Also known simply as the Yorkie, the Yorkshire Terrier is an intelligent, playful, and loyal breed. But how do you know whether you are ready to purchase a pet and if this breed is right for you? This information is absolutely necessary in making the decision to purchase a pet.
The origin of the Yorkshire Terrier can be traced back to late 18th century England. Enthusiasts believe that the Yorkshire Terrier was developed by crossing such breeds as the Manchester Terrier, Paisley Terrier, and the Clydesdale Terrier, though this has never been proven scientifically or otherwise.
Throughout its history, the Yorkshire Terrier has been most commonly used for hunting and killing small vermin such as rats and mice, as a show dog, and as a family pet and companion, proving its superior abilities to work happily while providing warm and loyal companionship.
Today, the Yorkshire Terrier has attained a world wide popularity as a family pet and companion alike.
Best known for its spunky and feisty nature, the Yorkshire Terrier is full of character. These dogs thrive on strong and dependable relationships with humans, and love to receive attention and playing the role of lap dog during down time. This breed is highly intelligent and generally easy to train. As a pet, the Yorkshire Terrier is obedient, loyal, loving, and very affectionate. The Yorkshire Terrier adapts well to full-time indoor or apartment living, yet still enjoys spending time outdoors, playing games such as fetch and tug-of-war, and taking long and leisurely walks.

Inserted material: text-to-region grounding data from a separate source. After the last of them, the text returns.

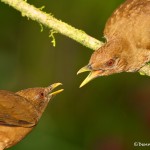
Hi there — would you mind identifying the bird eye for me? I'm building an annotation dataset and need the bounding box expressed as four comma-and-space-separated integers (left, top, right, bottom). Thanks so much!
105, 59, 115, 67
40, 92, 44, 98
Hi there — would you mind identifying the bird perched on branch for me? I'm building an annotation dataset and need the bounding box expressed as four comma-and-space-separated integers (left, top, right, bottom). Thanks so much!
0, 83, 63, 150
78, 0, 150, 87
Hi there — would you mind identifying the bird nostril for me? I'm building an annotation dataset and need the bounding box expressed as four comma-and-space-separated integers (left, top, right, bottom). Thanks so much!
87, 64, 93, 70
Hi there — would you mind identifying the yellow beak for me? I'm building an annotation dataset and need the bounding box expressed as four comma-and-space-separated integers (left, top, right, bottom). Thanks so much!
77, 65, 101, 88
48, 83, 64, 97
77, 65, 91, 75
79, 71, 101, 88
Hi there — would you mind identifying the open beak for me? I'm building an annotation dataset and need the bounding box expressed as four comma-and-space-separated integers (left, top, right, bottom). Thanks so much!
79, 70, 101, 88
77, 65, 91, 75
77, 65, 102, 88
48, 83, 64, 98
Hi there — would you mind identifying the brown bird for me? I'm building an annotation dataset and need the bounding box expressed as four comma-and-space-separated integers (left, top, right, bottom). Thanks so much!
0, 83, 63, 150
78, 0, 150, 87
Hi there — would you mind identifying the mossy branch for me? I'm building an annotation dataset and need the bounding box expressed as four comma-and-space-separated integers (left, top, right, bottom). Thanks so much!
1, 0, 102, 50
1, 0, 150, 76
139, 65, 150, 76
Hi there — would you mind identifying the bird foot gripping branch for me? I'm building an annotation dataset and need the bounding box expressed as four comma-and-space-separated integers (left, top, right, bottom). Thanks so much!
78, 0, 150, 87
0, 83, 63, 150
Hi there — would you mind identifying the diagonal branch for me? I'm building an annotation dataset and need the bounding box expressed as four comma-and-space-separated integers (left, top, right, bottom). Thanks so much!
1, 0, 150, 76
1, 0, 103, 50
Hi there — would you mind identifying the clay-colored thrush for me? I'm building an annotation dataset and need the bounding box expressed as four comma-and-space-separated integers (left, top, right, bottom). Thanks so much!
78, 0, 150, 87
0, 83, 63, 150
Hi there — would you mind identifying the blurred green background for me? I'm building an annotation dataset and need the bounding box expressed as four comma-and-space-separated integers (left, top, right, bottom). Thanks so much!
1, 0, 150, 149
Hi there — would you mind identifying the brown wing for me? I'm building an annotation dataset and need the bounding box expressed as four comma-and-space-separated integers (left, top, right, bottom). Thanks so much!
0, 90, 39, 127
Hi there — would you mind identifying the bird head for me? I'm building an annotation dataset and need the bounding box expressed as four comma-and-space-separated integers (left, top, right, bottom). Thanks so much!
77, 39, 130, 87
16, 83, 63, 114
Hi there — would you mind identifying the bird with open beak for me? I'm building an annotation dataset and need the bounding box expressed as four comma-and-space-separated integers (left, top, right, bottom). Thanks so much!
0, 83, 63, 150
77, 0, 150, 87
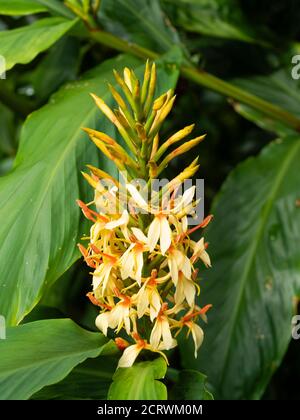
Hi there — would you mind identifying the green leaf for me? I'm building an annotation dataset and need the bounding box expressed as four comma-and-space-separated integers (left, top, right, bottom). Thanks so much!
180, 136, 300, 399
162, 0, 263, 44
0, 17, 77, 71
0, 53, 181, 326
108, 358, 167, 400
29, 36, 80, 101
232, 70, 300, 135
0, 0, 48, 15
32, 356, 118, 400
0, 318, 116, 400
34, 0, 75, 19
99, 0, 183, 54
171, 370, 214, 400
0, 103, 16, 158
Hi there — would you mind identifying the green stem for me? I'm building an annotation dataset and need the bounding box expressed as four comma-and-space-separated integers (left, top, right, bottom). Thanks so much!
89, 29, 300, 132
90, 30, 158, 61
0, 84, 35, 117
181, 66, 300, 131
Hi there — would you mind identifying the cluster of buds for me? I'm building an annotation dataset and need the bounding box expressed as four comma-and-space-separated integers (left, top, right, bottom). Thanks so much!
77, 61, 213, 368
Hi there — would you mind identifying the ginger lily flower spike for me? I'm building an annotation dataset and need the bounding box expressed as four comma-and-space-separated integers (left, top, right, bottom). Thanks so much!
77, 61, 213, 369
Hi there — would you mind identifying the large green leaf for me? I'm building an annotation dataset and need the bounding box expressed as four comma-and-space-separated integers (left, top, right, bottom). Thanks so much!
27, 36, 80, 101
0, 0, 47, 15
0, 17, 77, 71
0, 52, 181, 326
32, 356, 118, 400
0, 318, 116, 400
162, 0, 263, 43
180, 136, 300, 399
108, 358, 167, 400
171, 370, 213, 400
232, 70, 300, 135
99, 0, 183, 54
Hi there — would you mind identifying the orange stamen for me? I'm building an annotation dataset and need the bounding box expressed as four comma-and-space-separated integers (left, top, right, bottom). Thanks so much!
78, 243, 96, 268
115, 337, 129, 351
182, 304, 212, 323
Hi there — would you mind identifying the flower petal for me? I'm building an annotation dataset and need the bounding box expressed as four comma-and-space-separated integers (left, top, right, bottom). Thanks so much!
190, 322, 204, 358
131, 227, 148, 244
148, 217, 160, 252
126, 184, 149, 210
173, 186, 195, 213
118, 344, 142, 368
161, 317, 173, 350
150, 319, 162, 349
159, 216, 172, 255
105, 209, 129, 229
95, 312, 109, 336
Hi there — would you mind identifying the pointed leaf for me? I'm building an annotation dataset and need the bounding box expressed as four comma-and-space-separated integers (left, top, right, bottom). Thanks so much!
180, 136, 300, 399
0, 0, 47, 15
0, 17, 77, 71
0, 318, 116, 400
0, 53, 181, 326
108, 357, 167, 400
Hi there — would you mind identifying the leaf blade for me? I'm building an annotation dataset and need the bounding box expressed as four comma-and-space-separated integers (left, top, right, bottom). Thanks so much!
180, 136, 300, 399
0, 53, 181, 326
0, 17, 77, 71
108, 357, 167, 400
0, 318, 116, 400
0, 0, 48, 15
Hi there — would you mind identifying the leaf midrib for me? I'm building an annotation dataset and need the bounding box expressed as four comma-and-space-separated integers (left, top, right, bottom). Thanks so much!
0, 342, 105, 376
218, 139, 300, 391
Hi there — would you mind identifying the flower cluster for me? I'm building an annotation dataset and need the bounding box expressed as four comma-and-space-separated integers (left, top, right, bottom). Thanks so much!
77, 62, 212, 368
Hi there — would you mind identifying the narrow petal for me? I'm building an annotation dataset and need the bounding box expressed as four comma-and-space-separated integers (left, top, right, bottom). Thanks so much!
90, 220, 103, 243
149, 290, 161, 322
148, 217, 160, 252
161, 318, 173, 350
174, 277, 185, 306
159, 216, 172, 255
118, 344, 142, 368
158, 338, 177, 351
200, 250, 211, 268
150, 319, 162, 349
95, 313, 109, 336
190, 323, 204, 358
168, 256, 178, 285
131, 227, 148, 244
137, 286, 149, 318
173, 186, 196, 213
181, 254, 192, 279
184, 279, 196, 307
126, 184, 149, 210
135, 251, 144, 285
105, 209, 129, 229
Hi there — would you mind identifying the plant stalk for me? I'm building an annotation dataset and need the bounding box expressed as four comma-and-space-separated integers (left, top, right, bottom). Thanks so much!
89, 30, 300, 132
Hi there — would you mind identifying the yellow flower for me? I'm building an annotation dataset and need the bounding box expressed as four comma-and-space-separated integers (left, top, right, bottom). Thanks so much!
174, 271, 196, 307
126, 184, 197, 255
185, 321, 204, 358
118, 333, 177, 368
92, 253, 118, 295
149, 304, 176, 350
96, 293, 134, 335
167, 246, 192, 285
135, 274, 164, 321
78, 63, 214, 369
119, 227, 148, 285
190, 237, 211, 267
148, 213, 172, 255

Due to its need for human attention and eagerness to please and impress its owner, the Yorkshire Terrier generally responds well to basic training and commands. This bright breed has the ability to learn to perform most any task its trainer is willing to take the time to teach.
Establishing immediate dominance, trust, and respect is key to successfully training the Yorkshire Terrier. These dogs require a confident, patient, and caring handler with a stern yet gentle approach to repetitive exercises and tasks.

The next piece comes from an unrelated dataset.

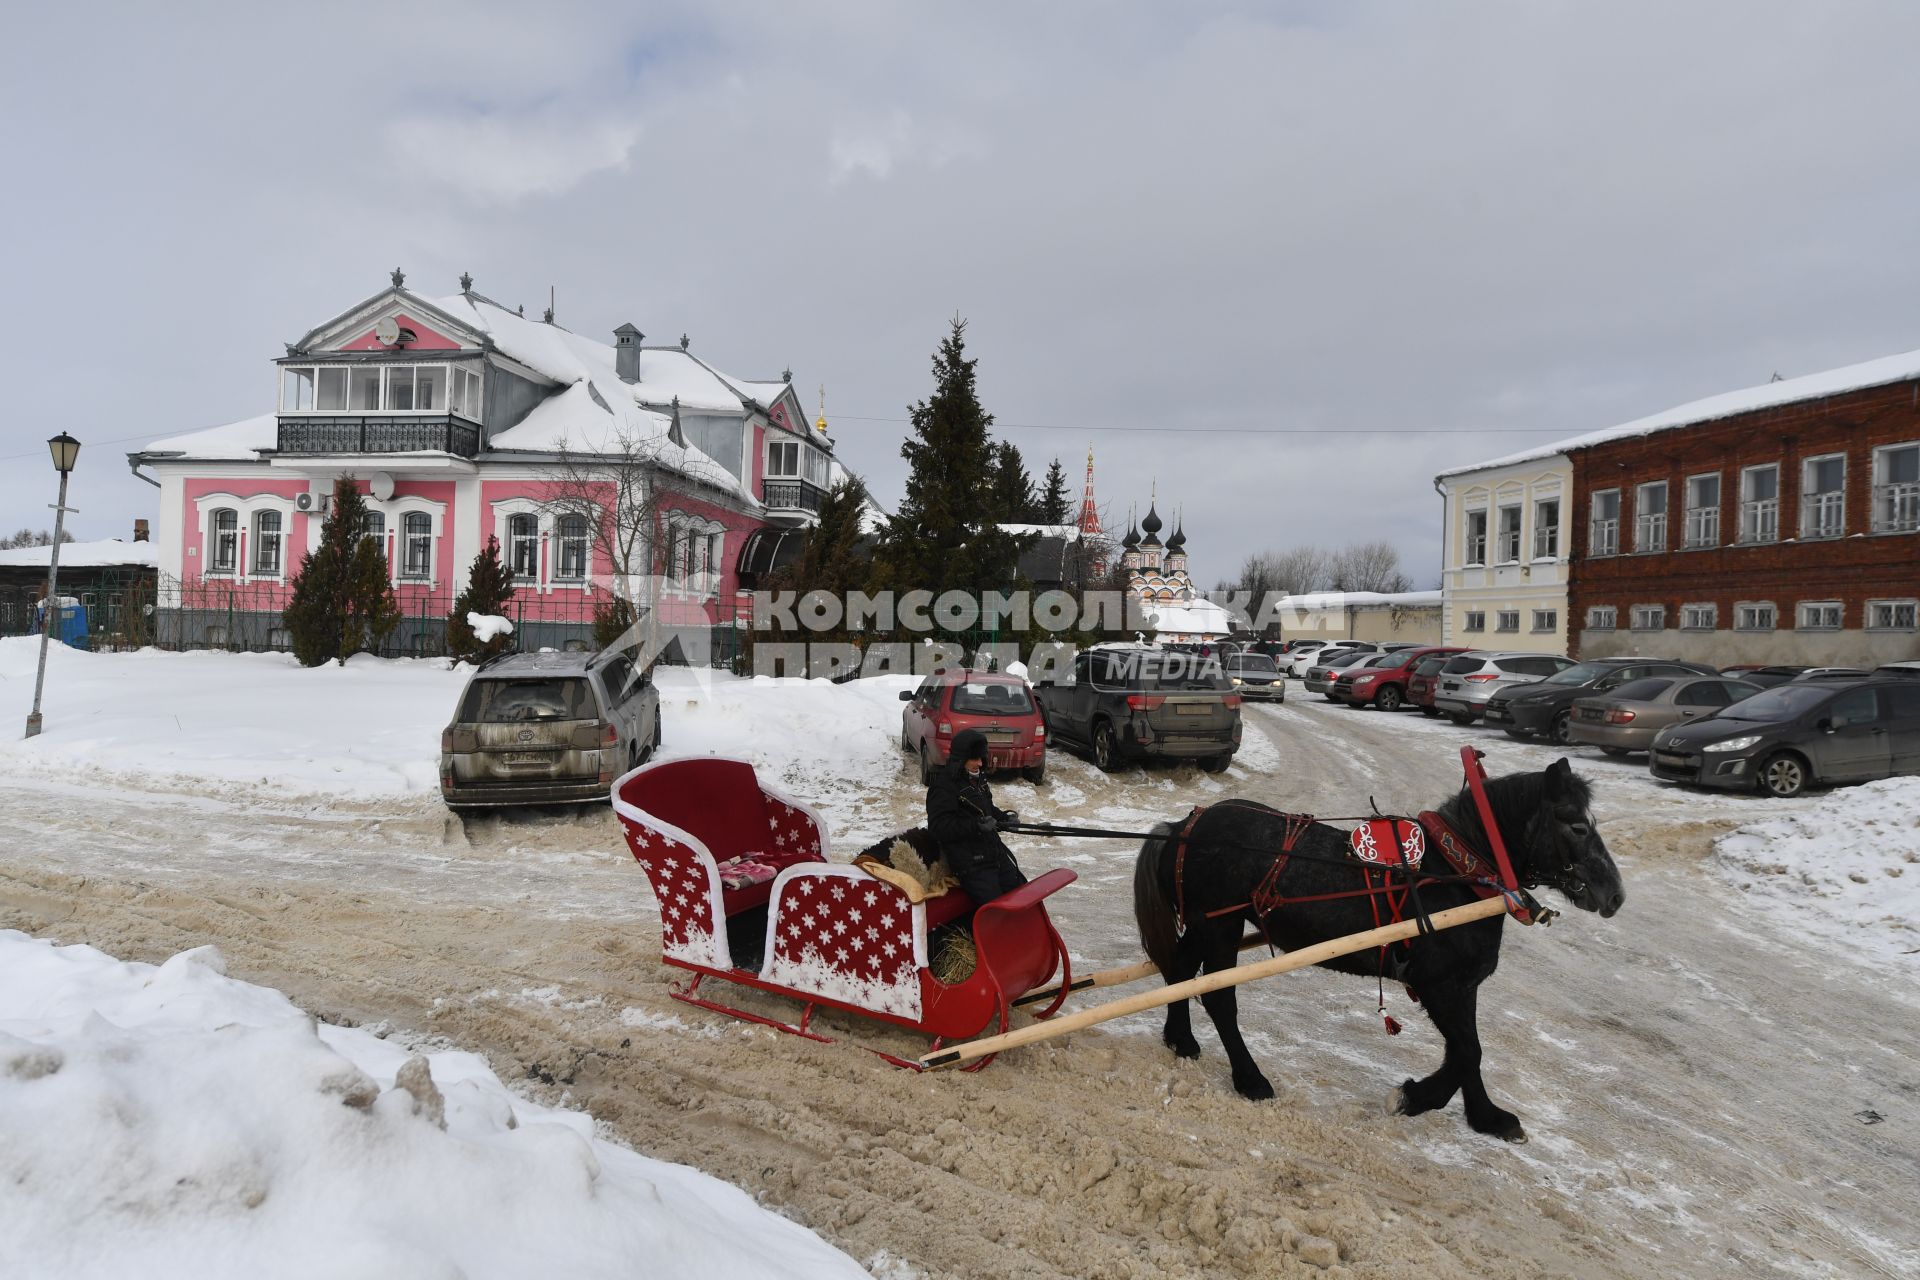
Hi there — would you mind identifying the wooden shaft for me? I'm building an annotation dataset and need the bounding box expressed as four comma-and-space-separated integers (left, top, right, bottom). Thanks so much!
922, 896, 1509, 1069
1012, 931, 1267, 1008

Benefits and Disadvantages of the Breed
There are many benefits to owning a Yorkshire Terrier. These playful dogs are always on the move, and often quite amusing and entertaining to watch while at play. This breed is very intelligent, easy to train, and capable of learning to perform many impressive tricks and tasks. When properly socialized from a young age, the Yorkshire Terrier gets along well with children and other pets, known for its sweet and gentle approach to small children and its ability to make friends quickly with other animals due to its social nature. These dogs adapt well to full-time indoor and apartment living. The Yorkshire Terrier is obedient, loyal, loving, and affectionate, making an excellent family pet and companion alike.
Unfortunately, there are also disadvantages to owning a Yorkshire Terrier. Like many companion breeds, these dogs are known to suffer from separation anxiety. Individuals wishing to purchase this breed who travel frequently, have full-time work, or are away from the home on a daily basis are advised to begin researching another breed. During an attack of separation anxiety, the Yorkshire Terrier will act out of nervous destruction and may destroy property, chew, dig, bark, whine, and ignore basic training such as housebreaking.
The Yorkshire Terrier has a strong instinct to hunt and will occasionally indulge in a good chase. When on the run, these small dogs are surprisingly quick, and may pose a threat to other animals, neighborhood pets, and small woodland creatures. The Yorkshire Terrier must be leashed or properly secured at all times when outdoors.
This breed’s long, silky, and beautiful coat requires almost constant attention such as brushing and grooming in order to prevent tangling and maintain its attractive appearance.
Common Health Concerns
While the Yorkshire Terrier is typically known as a healthy and hearty breed, they do suffer from a few health problems, including: patellar luxation – dislocation of the knee, Legg-Calve-Perthes Disease – a condition causing bone and joint damage, tracheal collapse, retinal dysplasia, distichiasis – ingrown eye lashes, sensitivity to anesthesia, and various dental issues.
Now that you know all about the breed, do you think you are ready to own a Yorkshire Terrier? Remember, purchasing a pet is a big decision and should be discussed thoroughly and seriously with your entire family.